O termo “assexuado” pertence ao campo da biologia e é utilizado para designar organismos cuja reprodução ocorre sem a participação de gametas sexuais e sem a necessidade de dois indivíduos distintos. Nesses casos, um único organismo é capaz de gerar descendentes por meio de processos como bipartição, brotamento ou reprodução vegetativa, resultando, em geral, em indivíduos geneticamente idênticos ao progenitor. Trata-se, portanto, de uma característica relacionada exclusivamente aos modos de reprodução dos seres vivos, e não a comportamentos ou experiências subjetivas (RAVEN; JOHNSON, 2014).
Já o termo “assexual” insere-se no campo da sexualidade humana e das ciências sociais, referindo-se a uma orientação sexual caracterizada pela ausência ou baixa persistente de atração sexual por outras pessoas, independentemente de seu gênero. A assexualidade não implica ausência de vínculos afetivos, emocionais ou românticos, nem configura disfunção ou patologia; trata-se de uma das múltiplas formas legítimas de vivenciar a sexualidade humana, reconhecida por estudos contemporâneos sobre diversidade sexual (BOGAERT, 2012).

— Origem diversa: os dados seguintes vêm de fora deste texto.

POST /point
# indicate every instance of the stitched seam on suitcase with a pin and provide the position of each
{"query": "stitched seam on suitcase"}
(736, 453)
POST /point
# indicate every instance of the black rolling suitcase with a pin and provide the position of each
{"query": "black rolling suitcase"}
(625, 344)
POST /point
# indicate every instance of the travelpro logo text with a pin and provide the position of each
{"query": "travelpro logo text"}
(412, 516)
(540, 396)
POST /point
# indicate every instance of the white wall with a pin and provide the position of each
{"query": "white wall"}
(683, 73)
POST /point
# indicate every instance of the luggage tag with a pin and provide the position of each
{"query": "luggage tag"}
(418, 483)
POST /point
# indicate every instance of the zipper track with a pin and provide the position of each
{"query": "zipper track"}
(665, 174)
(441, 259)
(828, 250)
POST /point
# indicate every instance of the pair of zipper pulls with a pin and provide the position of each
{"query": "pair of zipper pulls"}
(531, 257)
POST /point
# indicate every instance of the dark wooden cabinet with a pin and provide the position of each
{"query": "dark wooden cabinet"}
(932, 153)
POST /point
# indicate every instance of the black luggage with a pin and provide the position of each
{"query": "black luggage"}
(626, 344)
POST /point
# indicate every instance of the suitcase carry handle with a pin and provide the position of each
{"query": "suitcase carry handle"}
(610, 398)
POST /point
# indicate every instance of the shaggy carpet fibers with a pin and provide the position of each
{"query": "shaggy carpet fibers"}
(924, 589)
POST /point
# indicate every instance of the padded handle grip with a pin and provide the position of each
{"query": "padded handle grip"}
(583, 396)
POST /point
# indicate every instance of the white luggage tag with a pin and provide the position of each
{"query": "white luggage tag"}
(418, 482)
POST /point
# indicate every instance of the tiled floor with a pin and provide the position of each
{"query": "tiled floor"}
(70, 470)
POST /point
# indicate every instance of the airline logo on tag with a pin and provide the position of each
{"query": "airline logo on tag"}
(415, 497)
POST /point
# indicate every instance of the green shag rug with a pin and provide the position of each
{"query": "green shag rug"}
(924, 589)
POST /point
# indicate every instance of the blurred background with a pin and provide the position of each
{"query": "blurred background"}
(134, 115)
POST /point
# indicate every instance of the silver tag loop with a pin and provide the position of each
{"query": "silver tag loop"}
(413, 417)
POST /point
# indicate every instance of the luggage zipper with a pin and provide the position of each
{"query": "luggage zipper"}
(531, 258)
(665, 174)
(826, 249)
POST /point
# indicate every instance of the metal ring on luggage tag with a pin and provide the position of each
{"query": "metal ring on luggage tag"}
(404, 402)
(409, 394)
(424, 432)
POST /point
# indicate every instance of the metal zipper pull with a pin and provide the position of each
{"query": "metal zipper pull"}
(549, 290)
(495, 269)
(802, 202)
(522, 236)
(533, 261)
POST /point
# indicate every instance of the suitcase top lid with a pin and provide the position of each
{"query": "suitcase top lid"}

Dessa forma, embora os termos sejam frequentemente confundidos devido à semelhança linguística, “assexuado” e “assexual” pertencem a campos conceituais distintos: o primeiro descreve um fenômeno biológico relacionado à reprodução de organismos, enquanto o segundo diz respeito à experiência subjetiva da sexualidade humana.
Referências bibliográficas:
RAVEN, Peter H.; JOHNSON, George B. Biologia. 10. ed. Porto Alegre: AMGH, 2014.
BOGAERT, Anthony F. Understanding asexuality. Lanham: Rowman & Littlefield Publishers, 2012.